I’ve always been in two minds – maybe more than two – in regard to penstemons.
Yes, they’re generous in bloom, and yes, they come in a good range of colours. They flower for an incredibly long time, provided they don’t get too dry. Indeed they’d likely flower nearly all year in a frost-free temperate climate, with a little summer irrigation.
But I just can’t seem to love them. There’s often too much foliage for the amount of flower they offer, and the foliage is without any distinction, making little or no contribution to a planting. And while I’m a total sucker for tubular flowers that taper up a vertical stem (like foxgloves, for instance), the flowers on too many penstemons are overly chunky and congested, making for good colour presentation but with no grace or elegance.

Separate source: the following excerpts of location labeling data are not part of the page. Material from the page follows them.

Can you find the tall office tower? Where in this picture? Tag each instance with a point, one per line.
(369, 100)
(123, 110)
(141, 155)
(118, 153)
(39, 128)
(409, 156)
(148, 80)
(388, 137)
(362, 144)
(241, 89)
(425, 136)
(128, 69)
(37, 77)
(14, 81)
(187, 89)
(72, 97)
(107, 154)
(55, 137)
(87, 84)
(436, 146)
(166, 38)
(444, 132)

Enter Penstemon ‘Blackbird’. The foliage has a narrow, willowy quality that earns the plant a few entry-level elegance points. And the flowers are a rare perfect match, presenting as slender tubes that flare open at the end, but with such open, free spacing that you’re more likely to engage with the sides of individual flowers as well as the flared ends, than you do with the fatter-flowered forms, in which you’re much more restricted to looking into their wide-open mouths. In most of these latter forms, the leaves present as a smug tump, and the flowers hover, disconnected, overhead, but with Penstemon ‘Blackbird’, the leaves rise up the vertical flowers stems in places to play a little amongst the flowers, topping out at about 1.2m.
Then, of course, there’s that wonderfully rich plum colouring, undiluted by spots or blotches of white, creating a fabulous bass-note in either a safe and tasteful pink and mauve colour scheme, or a racier, hot one.
All good reasons why, if I’m tempted to (or in the case of unavailability of other stuff, forced to) use a penstemon in perennial plantings, Penstemon ‘Blackbird’ is the only one l ever specify.